Di dunia pariwisata, terdapat perbedaan mencolok antara negara-negara yang menjadi magnet bagi pengunjung dan mereka yang jarang disinggahi. Misalnya, Bangkok, Thailand, menduduki posisi sebagai kota paling banyak dikunjungi di dunia dengan sekitar 22 juta turis setiap tahunnya.
Diikuti oleh Paris, Prancis, yang berhasil menarik sekitar 19,1 juta pengunjung internasional setiap tahun.

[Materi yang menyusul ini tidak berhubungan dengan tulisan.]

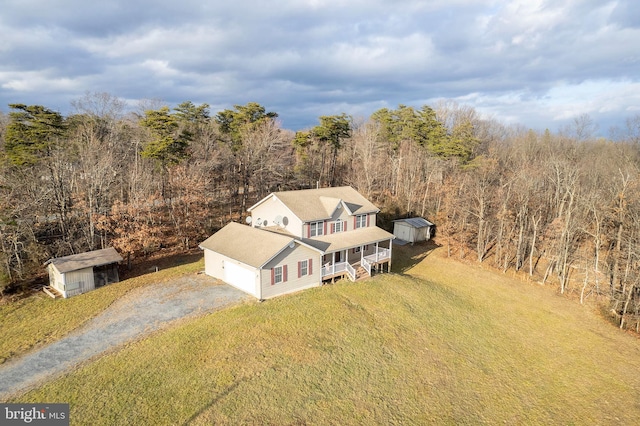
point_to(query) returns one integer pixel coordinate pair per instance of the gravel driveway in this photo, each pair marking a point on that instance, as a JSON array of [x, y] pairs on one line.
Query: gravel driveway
[[138, 312]]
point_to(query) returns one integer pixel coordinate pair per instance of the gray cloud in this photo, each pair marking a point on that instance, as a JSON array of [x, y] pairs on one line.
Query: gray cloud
[[533, 62]]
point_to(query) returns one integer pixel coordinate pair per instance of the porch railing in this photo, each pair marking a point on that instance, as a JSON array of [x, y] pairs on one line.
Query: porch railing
[[366, 265], [379, 256], [337, 268], [351, 272]]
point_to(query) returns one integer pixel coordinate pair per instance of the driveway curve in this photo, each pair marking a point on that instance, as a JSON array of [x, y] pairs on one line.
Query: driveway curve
[[137, 313]]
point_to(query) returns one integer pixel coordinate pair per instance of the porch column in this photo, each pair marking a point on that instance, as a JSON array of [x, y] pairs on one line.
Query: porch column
[[333, 262]]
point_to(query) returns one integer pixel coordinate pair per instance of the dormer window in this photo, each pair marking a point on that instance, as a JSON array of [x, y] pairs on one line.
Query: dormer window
[[316, 229]]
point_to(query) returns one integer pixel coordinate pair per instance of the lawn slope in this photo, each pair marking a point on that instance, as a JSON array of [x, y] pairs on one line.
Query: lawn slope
[[38, 319], [442, 343]]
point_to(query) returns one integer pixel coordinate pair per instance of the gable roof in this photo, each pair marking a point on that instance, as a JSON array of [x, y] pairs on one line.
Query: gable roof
[[320, 204], [415, 222], [88, 259], [251, 246]]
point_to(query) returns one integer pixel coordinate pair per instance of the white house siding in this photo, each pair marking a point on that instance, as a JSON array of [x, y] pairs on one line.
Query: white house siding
[[218, 266], [271, 209], [291, 257], [78, 282]]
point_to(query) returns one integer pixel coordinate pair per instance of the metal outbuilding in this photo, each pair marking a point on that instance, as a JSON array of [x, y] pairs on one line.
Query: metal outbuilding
[[413, 229], [83, 272]]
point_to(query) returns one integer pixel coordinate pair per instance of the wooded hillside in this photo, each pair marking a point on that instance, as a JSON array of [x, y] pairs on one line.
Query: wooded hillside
[[564, 206]]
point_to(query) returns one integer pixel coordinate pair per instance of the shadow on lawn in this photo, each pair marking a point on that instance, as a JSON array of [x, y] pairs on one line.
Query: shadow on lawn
[[159, 262], [407, 256]]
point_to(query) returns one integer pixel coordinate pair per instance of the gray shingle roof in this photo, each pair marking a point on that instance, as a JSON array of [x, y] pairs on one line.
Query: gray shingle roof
[[319, 204], [416, 222], [346, 240], [251, 246], [86, 260]]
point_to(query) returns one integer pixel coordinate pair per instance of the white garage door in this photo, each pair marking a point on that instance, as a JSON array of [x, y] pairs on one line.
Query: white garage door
[[239, 277]]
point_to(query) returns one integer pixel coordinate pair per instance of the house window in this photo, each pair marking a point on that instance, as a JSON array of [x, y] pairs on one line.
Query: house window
[[315, 229], [305, 268], [277, 274]]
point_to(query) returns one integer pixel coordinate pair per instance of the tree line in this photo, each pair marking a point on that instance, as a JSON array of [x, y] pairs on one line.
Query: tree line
[[563, 207]]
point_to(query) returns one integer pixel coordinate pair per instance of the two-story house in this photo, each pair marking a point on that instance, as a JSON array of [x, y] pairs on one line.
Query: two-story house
[[300, 239]]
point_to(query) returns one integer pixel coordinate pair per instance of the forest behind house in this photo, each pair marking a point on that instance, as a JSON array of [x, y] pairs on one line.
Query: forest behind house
[[562, 208]]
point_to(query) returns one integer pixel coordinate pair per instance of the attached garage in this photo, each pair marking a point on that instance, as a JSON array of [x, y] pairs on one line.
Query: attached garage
[[413, 229], [258, 261]]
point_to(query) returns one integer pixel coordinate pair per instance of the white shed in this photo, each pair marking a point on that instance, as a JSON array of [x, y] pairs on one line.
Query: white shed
[[80, 273], [413, 229]]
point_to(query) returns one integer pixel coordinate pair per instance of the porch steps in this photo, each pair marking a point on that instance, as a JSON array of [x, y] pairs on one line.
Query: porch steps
[[361, 273], [51, 292]]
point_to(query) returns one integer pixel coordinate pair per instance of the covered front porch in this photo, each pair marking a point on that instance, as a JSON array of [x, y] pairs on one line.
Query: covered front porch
[[357, 262]]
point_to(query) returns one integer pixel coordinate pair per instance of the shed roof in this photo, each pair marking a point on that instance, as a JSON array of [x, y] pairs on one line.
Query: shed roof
[[251, 246], [415, 222], [88, 259], [320, 204], [347, 240]]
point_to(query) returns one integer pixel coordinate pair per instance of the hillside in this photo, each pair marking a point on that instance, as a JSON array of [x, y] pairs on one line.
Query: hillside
[[442, 343]]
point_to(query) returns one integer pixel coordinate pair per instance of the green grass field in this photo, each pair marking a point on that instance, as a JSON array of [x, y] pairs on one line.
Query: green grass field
[[38, 319], [442, 343]]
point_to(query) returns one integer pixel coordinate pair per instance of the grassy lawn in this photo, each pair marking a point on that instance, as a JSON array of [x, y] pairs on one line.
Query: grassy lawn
[[39, 319], [443, 343]]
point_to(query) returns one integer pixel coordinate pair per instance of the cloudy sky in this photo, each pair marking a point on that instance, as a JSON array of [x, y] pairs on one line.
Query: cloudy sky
[[534, 62]]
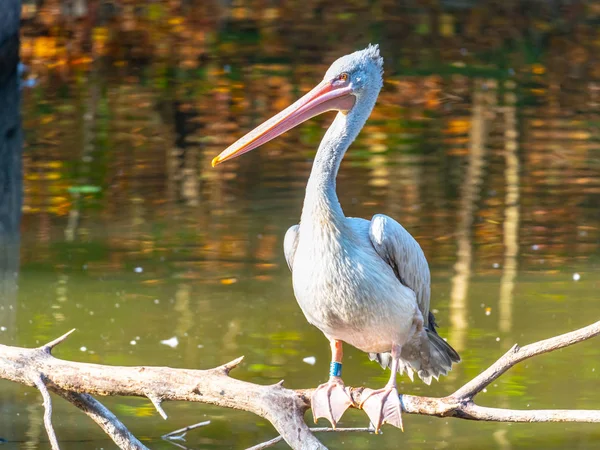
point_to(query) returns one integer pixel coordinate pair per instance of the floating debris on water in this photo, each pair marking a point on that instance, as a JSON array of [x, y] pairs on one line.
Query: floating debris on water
[[173, 342]]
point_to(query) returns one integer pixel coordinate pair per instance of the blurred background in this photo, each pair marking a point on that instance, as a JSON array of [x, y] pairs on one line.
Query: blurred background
[[484, 144]]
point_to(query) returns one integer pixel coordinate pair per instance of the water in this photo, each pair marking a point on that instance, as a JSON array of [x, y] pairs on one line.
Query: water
[[484, 145]]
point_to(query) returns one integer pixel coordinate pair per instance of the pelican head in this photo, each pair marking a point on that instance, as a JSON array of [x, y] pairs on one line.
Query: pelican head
[[352, 82]]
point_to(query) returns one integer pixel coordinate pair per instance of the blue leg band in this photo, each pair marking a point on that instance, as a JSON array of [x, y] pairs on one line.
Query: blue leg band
[[335, 369]]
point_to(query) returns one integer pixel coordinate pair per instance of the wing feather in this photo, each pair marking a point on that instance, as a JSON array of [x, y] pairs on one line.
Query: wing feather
[[290, 243], [404, 254]]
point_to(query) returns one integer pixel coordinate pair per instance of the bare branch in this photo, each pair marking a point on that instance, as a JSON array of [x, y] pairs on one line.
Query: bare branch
[[50, 345], [180, 434], [157, 404], [39, 383], [516, 355], [284, 408], [105, 419], [476, 412]]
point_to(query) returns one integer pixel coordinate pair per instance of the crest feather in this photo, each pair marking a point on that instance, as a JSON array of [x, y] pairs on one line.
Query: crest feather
[[372, 51]]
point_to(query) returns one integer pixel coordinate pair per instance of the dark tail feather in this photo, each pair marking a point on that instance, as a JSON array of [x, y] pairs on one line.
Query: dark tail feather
[[440, 360]]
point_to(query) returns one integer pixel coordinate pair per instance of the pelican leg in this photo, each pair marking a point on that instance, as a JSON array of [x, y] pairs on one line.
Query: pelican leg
[[330, 400], [383, 405]]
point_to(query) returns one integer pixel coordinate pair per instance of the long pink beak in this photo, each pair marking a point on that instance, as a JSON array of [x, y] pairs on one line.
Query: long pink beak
[[324, 97]]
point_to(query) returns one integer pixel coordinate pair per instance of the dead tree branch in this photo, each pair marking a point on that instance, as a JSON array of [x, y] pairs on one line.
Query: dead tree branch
[[284, 408]]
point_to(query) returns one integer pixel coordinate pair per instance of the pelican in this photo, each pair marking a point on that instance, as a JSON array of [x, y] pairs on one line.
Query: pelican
[[362, 282]]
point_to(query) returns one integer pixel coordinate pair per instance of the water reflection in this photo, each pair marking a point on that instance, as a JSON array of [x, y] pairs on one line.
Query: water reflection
[[10, 208], [483, 144]]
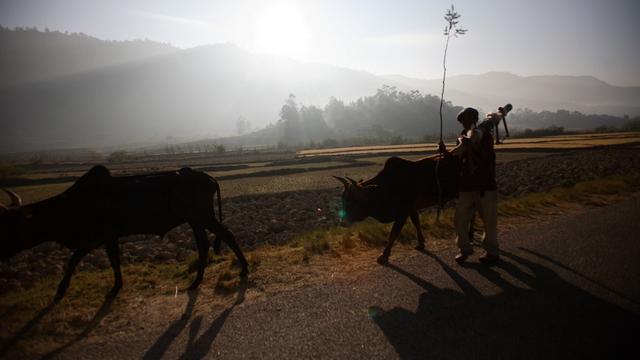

Namun, jangan salah, di balik popularitas kota-kota besar ini, ada sejumlah negara yang nyaris tidak terjamah oleh turis, menjadikan mereka sebagai destinasi yang bisa dibilang sangat tertutup.
Negara-negara yang paling jarang dikunjungi biasanya terletak di pulau-pulau terpencil di Samudera Pasifik. Hal ini menjadi salah satu alasan mengapa mereka tidak populer di kalangan pelancong. Faktor seperti jarak yang jauh, biaya perjalanan yang tinggi, dan waktu tempuh yang lama menjadi tantangan utama.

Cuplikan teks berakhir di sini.